Он попытался знаками спросить хросса, что представляют
собой похожие на облака розовые образования. Но вопрос был
слишком сложен, чтобы передать его жестикуляцией. Судя по
ответным знакам хросса (его гибкие руки метались в воздухе, как
два хлыста), он решил, что Рэнсома интересует вся область
возвышенности. Называлась она "харандра". Залитая водой
низменность -- ущелье или каньон -- носила название
"хандрамит". Рэнсом понял значение этих слов так: "хандра" --
земля, "харандра" -- высокая земля, горы, "хандрамит" -- низкая
земля, долина. Короче говоря, возвышенность и низменность.
Позднее ему предстояло узнать, как много значит это
географическое отличие для жителей Малакандры.

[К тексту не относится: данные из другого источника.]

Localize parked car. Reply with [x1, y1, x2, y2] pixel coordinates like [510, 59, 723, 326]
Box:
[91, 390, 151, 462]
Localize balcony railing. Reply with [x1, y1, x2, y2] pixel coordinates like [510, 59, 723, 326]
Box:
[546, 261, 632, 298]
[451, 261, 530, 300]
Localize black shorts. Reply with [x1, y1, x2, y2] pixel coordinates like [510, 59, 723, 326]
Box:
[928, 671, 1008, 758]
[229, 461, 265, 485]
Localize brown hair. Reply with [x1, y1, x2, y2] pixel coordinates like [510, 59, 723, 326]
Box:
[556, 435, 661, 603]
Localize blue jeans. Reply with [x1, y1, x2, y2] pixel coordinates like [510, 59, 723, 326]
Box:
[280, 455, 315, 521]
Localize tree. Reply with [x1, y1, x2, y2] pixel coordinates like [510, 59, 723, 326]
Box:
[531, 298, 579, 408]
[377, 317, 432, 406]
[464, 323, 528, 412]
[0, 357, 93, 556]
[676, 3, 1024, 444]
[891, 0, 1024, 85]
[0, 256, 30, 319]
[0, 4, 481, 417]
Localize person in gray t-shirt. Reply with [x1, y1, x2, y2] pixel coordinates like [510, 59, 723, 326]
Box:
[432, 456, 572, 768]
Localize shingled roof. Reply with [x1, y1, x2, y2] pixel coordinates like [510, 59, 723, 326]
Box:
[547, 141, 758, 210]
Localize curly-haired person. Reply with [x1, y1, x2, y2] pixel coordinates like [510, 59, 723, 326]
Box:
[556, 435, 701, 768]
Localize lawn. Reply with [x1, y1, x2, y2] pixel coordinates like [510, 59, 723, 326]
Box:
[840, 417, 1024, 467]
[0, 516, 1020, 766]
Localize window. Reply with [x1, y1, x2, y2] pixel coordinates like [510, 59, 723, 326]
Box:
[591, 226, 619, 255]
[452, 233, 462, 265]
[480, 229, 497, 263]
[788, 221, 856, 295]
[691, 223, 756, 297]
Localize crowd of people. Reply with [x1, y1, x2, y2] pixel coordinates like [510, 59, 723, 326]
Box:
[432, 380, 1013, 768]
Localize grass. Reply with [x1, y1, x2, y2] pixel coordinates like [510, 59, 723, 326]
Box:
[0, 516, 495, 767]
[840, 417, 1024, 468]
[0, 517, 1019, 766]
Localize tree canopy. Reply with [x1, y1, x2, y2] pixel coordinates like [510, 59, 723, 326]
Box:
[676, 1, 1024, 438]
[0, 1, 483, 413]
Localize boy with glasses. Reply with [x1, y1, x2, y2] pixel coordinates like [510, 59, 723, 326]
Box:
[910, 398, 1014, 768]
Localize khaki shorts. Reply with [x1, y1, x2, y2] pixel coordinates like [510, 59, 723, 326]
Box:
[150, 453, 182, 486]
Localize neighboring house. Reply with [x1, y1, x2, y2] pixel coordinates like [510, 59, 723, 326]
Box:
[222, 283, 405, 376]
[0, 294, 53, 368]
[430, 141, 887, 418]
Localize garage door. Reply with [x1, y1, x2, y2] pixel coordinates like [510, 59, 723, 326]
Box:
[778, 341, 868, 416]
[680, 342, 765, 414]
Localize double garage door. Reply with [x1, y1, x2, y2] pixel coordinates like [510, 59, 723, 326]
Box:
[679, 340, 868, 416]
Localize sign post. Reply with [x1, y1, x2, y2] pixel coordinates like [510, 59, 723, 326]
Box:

К этому времени хросс достиг места, куда так тщательно
правил. Примерно в двух милях от суши он вытащил весло из воды
и весь как-то подобрался. В ту же минуту лодка задрожала и
стрелой полетела вперед. Несомненно, хросс воспользовался
течением. Скорость достигала пятнадцати узлов. При этом лодка
скакала вверх и вниз на перпендикулярной волне какими-то дикими
рывками. Это было похуже самой неприятной зыби на Земле. Рэнсом
вспомнил, как несладко ему приходилось на военной службе верхом
на лошади, идущей рысью. Он вцепился в планшир, другой рукой
утирал пот со лба: от воды поднимался гнетущий жар. Может быть,
местная еда и тем более питье все-таки не подходят
человеческому желудку? Слава Богу, он не подвержен морской
болезни! Ну, скажем, не очень подвержен... Ну...
Он поспешно свесился за борт. Жар ударил ему в лицо.
Почудилось, будто в толще воды играют длинные серебряные угри.
Раз за разом постыдные приступы повторялись. Несчастный Рэнсом
отчетливо вспомнил, как сгорал со стыда, когда его стошнило на
детском утреннике -- давным-давно, на планете, где он родился.
Сейчас было так же стыдно. Подумать только, в каком виде первый
представитель человечества явился перед инопланетянином!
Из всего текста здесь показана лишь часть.